Economics: FDI plunge continues unabated as additional hurdles loom

MEXICO - Report 07 Jun 2021 by Mauricio Gonzalez and Francisco González

Foreign Direct Investment entering Mexico fell 29.1% at the first quarter of 2021 compared to the same quarter a year prior. A particularly noteworthy aspect of the Foreign Direct Investment result for the first quarter was how reinvested profits increased in relative terms to 60% of total FDI during January-March of 2021, coming precisely during the period in which major companies decide how much in the way of dividends to distribute to shareholders for the year. Inter-company accounts rebounded strongly to represent 22% of the total, while new investments, which have trending lower for three years and took a brutal beating since 2Q21, represented the remaining 18.6%.

But despite reinvested profits accounting for the lion’s share of FDI, they were actually 51% lower than a year earlier at the same time as new investments narrowed 15.4% and there was a major recovery in inter-company accounts.
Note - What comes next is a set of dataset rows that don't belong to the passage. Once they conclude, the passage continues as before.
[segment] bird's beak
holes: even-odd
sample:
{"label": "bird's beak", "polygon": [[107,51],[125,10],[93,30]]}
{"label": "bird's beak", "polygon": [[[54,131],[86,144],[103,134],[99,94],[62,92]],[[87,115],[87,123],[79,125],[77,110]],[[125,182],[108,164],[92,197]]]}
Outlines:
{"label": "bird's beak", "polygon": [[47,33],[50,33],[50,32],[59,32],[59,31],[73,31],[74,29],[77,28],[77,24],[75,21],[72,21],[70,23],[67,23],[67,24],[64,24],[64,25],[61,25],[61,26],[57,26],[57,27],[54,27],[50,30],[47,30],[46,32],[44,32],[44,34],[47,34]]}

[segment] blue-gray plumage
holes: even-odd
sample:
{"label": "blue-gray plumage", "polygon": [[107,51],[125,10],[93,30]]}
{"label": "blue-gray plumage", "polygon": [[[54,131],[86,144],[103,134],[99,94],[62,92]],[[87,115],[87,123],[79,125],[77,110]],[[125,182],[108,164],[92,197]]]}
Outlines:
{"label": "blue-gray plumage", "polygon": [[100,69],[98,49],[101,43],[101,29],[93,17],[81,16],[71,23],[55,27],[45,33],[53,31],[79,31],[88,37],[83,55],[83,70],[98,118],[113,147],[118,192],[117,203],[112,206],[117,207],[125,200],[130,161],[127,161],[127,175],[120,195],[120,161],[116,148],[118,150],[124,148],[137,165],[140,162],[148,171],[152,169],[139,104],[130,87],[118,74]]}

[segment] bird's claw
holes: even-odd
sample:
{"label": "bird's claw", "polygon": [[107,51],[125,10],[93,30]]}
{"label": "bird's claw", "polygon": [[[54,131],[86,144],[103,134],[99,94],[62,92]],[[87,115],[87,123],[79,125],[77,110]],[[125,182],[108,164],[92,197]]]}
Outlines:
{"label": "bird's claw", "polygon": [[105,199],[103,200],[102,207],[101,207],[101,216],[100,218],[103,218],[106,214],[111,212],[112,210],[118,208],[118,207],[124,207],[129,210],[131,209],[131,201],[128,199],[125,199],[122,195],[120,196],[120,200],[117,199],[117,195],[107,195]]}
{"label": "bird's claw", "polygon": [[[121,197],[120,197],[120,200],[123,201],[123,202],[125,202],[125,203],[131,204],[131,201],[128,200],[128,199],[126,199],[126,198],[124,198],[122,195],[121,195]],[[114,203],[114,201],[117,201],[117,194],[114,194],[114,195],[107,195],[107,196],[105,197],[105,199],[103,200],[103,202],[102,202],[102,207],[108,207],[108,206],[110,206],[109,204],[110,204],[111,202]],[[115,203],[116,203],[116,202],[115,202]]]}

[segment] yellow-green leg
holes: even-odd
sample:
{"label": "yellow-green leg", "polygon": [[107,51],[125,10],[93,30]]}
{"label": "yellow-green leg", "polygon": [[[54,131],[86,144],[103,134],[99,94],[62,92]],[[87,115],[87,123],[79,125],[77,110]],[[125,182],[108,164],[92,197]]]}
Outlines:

Despite such setbacks, Mexico was the world’s seventh highest recipient of FDI inflows during full year 2020, though that accomplishment largely reflects a disproportionate weakening of such investment flows into comparable countries like Brazil.
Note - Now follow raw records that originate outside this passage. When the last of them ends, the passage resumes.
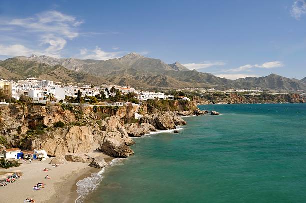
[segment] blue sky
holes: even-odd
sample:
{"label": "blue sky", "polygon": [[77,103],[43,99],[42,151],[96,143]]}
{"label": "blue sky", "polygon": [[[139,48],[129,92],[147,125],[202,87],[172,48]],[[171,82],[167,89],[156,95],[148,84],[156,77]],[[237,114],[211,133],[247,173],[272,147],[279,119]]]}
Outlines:
{"label": "blue sky", "polygon": [[0,0],[0,60],[136,52],[230,79],[306,76],[306,0],[50,2]]}

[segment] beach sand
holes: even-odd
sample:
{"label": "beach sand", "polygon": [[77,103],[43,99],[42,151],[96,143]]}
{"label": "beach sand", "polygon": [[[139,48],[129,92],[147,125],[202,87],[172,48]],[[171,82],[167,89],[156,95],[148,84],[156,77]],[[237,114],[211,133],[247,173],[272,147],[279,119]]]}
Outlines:
{"label": "beach sand", "polygon": [[[114,158],[103,153],[92,150],[86,154],[92,157],[102,156],[107,162]],[[7,170],[0,169],[0,171],[14,171],[20,170],[23,172],[22,178],[16,182],[10,184],[6,187],[0,188],[0,203],[23,202],[27,198],[32,198],[36,202],[74,203],[78,197],[76,192],[76,184],[80,180],[96,173],[100,169],[89,166],[88,163],[68,162],[68,164],[61,164],[58,167],[52,167],[49,163],[52,158],[44,161],[34,160],[31,164],[29,162],[24,163],[19,161],[22,166]],[[44,168],[50,168],[48,172],[44,171]],[[51,179],[44,178],[49,176]],[[34,190],[34,186],[38,183],[46,184],[44,188],[40,190]]]}
{"label": "beach sand", "polygon": [[[70,202],[66,200],[66,198],[62,198],[69,197],[73,193],[74,186],[75,186],[74,189],[76,191],[76,182],[79,179],[86,178],[85,176],[90,176],[93,168],[88,166],[88,164],[72,162],[68,162],[68,164],[60,165],[59,167],[52,167],[49,164],[50,160],[51,158],[42,162],[32,161],[32,164],[20,162],[22,163],[20,166],[8,169],[8,171],[20,170],[23,172],[23,176],[16,182],[0,188],[0,202],[23,202],[27,198],[33,198],[36,202],[48,202],[49,200],[49,202],[54,202],[54,198],[58,198],[60,195],[62,195],[60,196],[62,201],[58,202],[58,199],[56,202]],[[50,170],[46,172],[44,171],[44,168],[50,168]],[[47,175],[51,179],[44,179]],[[34,186],[38,182],[46,184],[46,185],[40,190],[34,190]],[[58,190],[59,189],[60,190]],[[77,196],[76,192],[74,195],[74,196],[70,198],[76,198]],[[74,202],[77,196],[74,200],[70,199],[69,200]]]}

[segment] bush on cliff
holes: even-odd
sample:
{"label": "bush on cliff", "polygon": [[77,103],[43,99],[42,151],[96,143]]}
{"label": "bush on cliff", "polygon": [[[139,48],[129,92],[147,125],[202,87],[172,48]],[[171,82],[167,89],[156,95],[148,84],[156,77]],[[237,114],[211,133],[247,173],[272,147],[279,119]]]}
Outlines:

For its part, the National Palace appears to have engaged in a bit of creative accounting to claim a 14.8% yoy increase in FDI that also supposedly marked the most significant percentage rise in any first quarter since 1999. That sleight of hand was achieved by making comparisons against past years using preliminary figures, which are notoriously inaccurate.
With Mexican investors’ direct investment flows abroad having increased 135% in the most recent quarter, net direct investment for the first quarter fell more than a third from 1Q20.